Le contenu consulté peut informer la réponse. Il ne doit pas pouvoir élargir le mandat de l’agent ni les droits de ses outils.
Nous avons appris à distinguer une donnée d’une commande. Avec les applications qui s’appuient sur un modèle de langage, cette frontière redevient un sujet de conception : du texte reçu pour être analysé peut chercher à influencer la manière dont le système agit.
Le mécanisme à comprendre
L’OWASP distingue l’injection directe de l’injection indirecte. La seconde passe par une source extérieure que le modèle consulte : fichier, page ou autre contenu. Elle peut tenter de modifier la réponse ou d’amener l’application à utiliser ses fonctions d’une manière non prévue. L’ajout d’une recherche documentaire de type RAG ne supprime pas ce risque.
Les mesures proposées combinent séparation des contenus non fiables, validation des sorties, droits minimaux et contrôle des actions sensibles. L’OWASP ne présente pas ces mesures comme une garantie absolue. L’objectif est de réduire la probabilité de réussite et les conséquences possibles.

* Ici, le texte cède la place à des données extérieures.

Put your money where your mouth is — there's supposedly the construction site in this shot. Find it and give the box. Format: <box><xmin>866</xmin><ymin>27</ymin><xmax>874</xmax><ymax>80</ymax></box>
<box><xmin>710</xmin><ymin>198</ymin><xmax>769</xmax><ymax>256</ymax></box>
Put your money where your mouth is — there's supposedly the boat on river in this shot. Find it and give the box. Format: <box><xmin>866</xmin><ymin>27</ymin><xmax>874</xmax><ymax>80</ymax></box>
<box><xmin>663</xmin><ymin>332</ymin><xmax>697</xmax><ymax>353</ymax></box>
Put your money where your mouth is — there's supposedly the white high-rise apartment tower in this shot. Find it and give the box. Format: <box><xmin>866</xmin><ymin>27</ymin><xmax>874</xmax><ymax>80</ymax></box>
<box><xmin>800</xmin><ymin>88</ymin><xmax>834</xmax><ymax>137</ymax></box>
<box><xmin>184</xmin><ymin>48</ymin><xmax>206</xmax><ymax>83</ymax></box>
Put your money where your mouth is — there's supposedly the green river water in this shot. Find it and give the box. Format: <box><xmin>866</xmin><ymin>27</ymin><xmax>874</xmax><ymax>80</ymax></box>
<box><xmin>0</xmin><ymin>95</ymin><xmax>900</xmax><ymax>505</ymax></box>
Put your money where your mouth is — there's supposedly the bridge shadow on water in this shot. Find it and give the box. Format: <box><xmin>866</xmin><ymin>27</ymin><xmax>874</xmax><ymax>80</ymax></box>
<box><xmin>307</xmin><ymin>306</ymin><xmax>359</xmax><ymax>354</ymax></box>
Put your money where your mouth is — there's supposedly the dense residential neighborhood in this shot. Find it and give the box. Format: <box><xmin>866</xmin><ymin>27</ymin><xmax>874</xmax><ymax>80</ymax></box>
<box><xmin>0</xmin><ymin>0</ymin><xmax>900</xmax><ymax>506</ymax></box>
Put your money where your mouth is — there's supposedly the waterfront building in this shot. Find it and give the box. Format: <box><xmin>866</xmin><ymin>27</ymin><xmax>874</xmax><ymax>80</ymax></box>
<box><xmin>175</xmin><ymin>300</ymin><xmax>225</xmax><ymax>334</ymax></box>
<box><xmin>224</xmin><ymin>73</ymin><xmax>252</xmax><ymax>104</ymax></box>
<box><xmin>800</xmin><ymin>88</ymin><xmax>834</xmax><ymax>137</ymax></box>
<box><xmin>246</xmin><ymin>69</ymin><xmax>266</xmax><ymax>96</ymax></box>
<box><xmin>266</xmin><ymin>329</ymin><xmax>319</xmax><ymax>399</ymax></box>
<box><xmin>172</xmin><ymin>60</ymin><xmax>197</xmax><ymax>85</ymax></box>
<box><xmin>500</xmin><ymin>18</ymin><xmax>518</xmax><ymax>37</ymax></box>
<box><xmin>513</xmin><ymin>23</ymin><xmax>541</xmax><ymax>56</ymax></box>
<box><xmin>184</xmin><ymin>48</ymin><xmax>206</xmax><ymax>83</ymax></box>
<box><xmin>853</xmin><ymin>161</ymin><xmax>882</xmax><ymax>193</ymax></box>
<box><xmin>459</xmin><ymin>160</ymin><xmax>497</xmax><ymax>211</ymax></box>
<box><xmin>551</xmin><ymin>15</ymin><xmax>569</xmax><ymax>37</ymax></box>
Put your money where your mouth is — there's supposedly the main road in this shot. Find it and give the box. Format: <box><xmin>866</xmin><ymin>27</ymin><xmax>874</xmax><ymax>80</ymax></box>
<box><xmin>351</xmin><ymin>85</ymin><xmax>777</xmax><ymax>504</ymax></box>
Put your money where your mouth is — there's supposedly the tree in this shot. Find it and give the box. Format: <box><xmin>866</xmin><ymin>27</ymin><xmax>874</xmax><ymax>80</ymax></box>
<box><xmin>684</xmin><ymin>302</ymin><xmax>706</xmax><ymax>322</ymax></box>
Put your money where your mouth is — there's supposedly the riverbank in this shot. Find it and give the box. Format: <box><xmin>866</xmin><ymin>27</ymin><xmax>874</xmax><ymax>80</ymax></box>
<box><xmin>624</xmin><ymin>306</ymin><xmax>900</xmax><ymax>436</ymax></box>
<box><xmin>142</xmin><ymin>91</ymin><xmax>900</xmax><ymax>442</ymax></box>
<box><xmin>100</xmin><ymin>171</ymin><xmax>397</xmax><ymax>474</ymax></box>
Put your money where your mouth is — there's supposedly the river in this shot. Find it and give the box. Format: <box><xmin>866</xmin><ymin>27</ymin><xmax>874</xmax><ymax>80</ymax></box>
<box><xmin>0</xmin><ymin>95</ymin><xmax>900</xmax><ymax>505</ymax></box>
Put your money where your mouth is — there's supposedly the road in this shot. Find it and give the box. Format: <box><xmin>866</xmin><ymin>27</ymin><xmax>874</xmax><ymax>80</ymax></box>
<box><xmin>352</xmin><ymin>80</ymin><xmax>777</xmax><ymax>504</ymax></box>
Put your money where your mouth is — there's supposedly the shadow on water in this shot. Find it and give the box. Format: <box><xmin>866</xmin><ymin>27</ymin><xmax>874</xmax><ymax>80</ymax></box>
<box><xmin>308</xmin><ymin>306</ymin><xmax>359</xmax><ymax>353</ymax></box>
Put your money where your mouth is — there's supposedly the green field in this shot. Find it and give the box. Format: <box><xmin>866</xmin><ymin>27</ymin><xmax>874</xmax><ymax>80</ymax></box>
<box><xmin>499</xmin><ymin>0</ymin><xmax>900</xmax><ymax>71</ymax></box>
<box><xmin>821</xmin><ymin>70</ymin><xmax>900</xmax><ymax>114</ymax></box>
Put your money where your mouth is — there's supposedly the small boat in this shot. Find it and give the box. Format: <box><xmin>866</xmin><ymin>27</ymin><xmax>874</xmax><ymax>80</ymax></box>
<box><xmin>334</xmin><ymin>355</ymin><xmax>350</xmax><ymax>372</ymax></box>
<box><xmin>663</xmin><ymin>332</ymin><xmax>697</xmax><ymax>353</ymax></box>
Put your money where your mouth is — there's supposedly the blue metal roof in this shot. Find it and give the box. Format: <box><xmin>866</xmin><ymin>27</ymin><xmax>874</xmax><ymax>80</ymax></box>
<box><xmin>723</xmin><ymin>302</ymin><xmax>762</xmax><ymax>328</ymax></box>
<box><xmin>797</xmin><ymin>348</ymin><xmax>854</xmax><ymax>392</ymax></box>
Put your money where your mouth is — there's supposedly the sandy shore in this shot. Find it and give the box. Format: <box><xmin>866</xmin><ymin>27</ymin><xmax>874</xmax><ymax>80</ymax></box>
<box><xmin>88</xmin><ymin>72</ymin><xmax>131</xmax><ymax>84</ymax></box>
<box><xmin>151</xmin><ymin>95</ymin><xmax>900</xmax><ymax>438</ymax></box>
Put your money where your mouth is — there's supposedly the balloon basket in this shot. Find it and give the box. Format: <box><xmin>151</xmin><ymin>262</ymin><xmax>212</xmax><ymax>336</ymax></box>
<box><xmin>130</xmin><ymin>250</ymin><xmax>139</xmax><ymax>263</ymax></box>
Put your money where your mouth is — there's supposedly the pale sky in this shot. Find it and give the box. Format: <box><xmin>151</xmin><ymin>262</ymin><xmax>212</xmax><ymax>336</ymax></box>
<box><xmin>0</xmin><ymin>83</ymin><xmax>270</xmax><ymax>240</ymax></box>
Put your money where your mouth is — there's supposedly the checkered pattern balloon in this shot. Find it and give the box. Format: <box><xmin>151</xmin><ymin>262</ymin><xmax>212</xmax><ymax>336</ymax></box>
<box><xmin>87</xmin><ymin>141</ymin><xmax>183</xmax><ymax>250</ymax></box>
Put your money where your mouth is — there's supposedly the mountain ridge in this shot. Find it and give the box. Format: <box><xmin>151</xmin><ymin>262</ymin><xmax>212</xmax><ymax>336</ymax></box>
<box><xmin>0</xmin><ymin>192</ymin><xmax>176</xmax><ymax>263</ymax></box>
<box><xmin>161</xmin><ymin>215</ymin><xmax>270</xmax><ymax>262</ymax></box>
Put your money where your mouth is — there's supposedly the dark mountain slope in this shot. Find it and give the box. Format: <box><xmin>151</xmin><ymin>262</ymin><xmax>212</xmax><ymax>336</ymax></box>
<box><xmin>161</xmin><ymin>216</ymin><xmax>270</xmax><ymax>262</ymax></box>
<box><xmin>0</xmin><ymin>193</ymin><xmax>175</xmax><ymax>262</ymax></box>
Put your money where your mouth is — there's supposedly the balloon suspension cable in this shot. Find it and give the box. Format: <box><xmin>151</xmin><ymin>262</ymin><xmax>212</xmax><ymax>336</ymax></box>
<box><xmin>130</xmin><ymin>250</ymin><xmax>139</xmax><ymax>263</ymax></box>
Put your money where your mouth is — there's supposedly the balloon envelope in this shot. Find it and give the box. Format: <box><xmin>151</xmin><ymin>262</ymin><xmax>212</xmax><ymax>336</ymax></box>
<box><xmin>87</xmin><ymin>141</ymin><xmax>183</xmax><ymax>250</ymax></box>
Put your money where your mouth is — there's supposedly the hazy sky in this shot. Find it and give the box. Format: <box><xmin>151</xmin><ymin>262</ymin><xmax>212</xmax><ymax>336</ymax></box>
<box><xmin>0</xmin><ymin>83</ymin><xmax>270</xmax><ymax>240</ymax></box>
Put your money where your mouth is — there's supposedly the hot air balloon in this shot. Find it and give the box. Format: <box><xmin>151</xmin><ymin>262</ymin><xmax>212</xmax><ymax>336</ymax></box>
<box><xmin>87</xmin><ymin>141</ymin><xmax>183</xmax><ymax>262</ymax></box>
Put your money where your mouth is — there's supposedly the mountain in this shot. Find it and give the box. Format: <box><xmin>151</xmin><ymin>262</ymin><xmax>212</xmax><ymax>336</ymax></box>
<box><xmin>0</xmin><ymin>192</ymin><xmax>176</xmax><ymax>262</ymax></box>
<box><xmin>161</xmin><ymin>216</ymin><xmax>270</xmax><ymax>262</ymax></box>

Un scénario de conception, sans sophistication apparente
Imaginons un assistant qui prépare une synthèse à partir de documents transmis à une collectivité. L’un des documents contient un passage formulé comme une consigne pour l’assistant, alors qu’il doit être traité comme une pièce à analyser. La question de sécurité est simple : ce passage peut-il conduire à une action qui n’a jamais été demandée par l’utilisateur ?

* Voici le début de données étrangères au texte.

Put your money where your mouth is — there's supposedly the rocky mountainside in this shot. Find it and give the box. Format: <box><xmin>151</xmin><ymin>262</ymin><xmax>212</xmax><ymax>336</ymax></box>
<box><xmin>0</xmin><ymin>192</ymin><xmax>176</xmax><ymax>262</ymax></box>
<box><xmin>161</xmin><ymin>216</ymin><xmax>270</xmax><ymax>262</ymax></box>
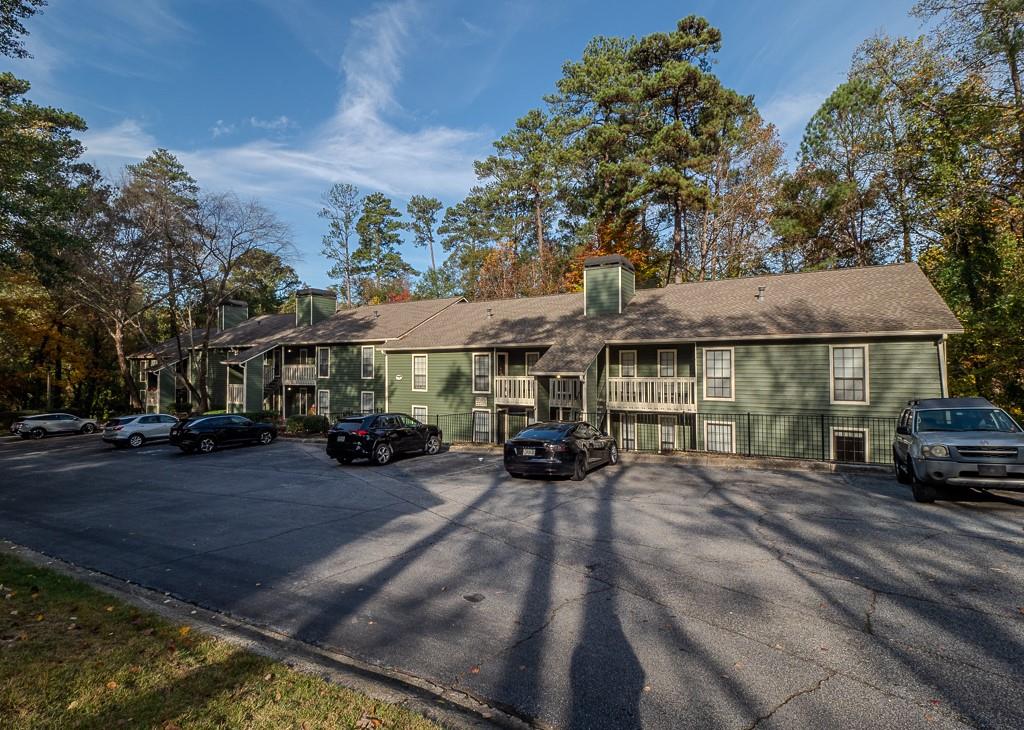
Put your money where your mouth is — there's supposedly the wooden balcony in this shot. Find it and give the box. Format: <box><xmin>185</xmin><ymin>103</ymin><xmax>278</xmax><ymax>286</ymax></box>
<box><xmin>227</xmin><ymin>383</ymin><xmax>246</xmax><ymax>405</ymax></box>
<box><xmin>608</xmin><ymin>378</ymin><xmax>697</xmax><ymax>414</ymax></box>
<box><xmin>548</xmin><ymin>378</ymin><xmax>583</xmax><ymax>409</ymax></box>
<box><xmin>282</xmin><ymin>364</ymin><xmax>316</xmax><ymax>385</ymax></box>
<box><xmin>495</xmin><ymin>375</ymin><xmax>537</xmax><ymax>406</ymax></box>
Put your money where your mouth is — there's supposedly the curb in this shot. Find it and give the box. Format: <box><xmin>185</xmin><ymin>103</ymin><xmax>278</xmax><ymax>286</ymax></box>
<box><xmin>8</xmin><ymin>540</ymin><xmax>537</xmax><ymax>730</ymax></box>
<box><xmin>450</xmin><ymin>443</ymin><xmax>892</xmax><ymax>475</ymax></box>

On peut travailler ce scénario sans données réelles. Un corpus fictif, des outils simulés et des destinations de test permettent d’observer le comportement attendu : le contenu est identifié comme une donnée, l’action non autorisée est refusée et le travail demandé peut se poursuivre lorsque c’est possible.
Ma lecture : tester une frontière, pas une phrase magique
Je m’intéresserais moins à la longueur du prompt de protection qu’aux preuves fournies par l’application. Une consigne peut annoncer une limite ; le système doit la faire respecter.

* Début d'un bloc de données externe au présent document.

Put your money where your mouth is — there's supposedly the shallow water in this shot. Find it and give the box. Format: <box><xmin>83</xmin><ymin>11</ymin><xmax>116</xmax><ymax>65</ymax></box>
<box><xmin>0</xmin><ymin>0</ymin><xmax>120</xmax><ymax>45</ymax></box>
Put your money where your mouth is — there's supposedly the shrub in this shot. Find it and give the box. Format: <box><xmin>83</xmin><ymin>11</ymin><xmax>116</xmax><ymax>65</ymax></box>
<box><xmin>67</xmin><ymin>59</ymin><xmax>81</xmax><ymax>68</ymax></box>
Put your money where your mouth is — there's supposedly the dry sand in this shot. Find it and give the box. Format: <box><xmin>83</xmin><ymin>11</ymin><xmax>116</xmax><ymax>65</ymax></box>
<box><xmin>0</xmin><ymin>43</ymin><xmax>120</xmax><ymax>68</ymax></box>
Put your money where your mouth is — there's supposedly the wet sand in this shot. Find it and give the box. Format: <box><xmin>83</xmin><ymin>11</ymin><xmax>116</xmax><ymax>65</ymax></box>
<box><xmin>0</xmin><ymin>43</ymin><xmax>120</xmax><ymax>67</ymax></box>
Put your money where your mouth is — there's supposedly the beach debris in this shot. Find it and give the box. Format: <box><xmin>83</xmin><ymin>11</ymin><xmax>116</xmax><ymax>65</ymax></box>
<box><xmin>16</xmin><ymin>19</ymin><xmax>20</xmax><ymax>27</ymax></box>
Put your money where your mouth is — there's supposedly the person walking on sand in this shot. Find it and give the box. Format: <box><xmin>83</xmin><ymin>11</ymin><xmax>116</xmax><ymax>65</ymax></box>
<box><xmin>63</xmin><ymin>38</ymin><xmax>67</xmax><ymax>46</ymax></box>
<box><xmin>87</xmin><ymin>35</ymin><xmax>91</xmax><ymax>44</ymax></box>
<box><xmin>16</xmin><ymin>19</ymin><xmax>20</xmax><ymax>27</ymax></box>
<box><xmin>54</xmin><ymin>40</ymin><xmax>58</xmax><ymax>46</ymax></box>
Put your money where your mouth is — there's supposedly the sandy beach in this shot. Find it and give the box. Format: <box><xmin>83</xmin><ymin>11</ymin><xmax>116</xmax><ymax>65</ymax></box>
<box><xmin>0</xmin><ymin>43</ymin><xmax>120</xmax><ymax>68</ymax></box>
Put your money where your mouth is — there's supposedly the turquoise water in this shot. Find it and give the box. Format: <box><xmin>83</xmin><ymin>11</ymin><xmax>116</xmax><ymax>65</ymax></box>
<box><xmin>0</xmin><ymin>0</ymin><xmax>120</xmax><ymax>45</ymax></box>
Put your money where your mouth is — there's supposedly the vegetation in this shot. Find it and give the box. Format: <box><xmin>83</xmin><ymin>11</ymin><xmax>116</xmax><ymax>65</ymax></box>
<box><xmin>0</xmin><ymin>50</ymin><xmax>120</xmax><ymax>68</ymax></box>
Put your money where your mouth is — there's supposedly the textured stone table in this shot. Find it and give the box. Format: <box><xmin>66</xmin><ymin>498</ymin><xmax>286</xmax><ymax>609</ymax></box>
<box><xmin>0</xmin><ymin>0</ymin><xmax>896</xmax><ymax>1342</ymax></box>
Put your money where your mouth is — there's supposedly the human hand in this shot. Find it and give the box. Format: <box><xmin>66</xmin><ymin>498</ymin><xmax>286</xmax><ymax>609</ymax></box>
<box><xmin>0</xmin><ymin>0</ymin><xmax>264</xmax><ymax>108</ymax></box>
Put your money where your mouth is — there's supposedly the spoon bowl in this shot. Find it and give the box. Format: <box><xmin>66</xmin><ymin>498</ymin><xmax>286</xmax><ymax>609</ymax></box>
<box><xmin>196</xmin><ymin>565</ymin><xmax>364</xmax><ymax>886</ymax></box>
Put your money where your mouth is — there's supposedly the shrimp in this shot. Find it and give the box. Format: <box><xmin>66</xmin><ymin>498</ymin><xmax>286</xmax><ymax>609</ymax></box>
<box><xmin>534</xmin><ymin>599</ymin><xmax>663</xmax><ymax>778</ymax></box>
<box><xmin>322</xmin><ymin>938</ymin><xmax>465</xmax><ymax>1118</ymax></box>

- Le connecteur permet-il réellement uniquement les opérations nécessaires ?
- Une destination de sortie peut-elle être choisie à partir d’un document non fiable ?
- Une action refusée laisse-t-elle une trace compréhensible ?
- Le test est-il rejoué après une modification du modèle, des outils ou du corpus ?
La sécurité de l’agent se joue dans cet ensemble. Un modèle prudent aide. Une architecture qui réduit les conséquences de ses erreurs reste essentielle.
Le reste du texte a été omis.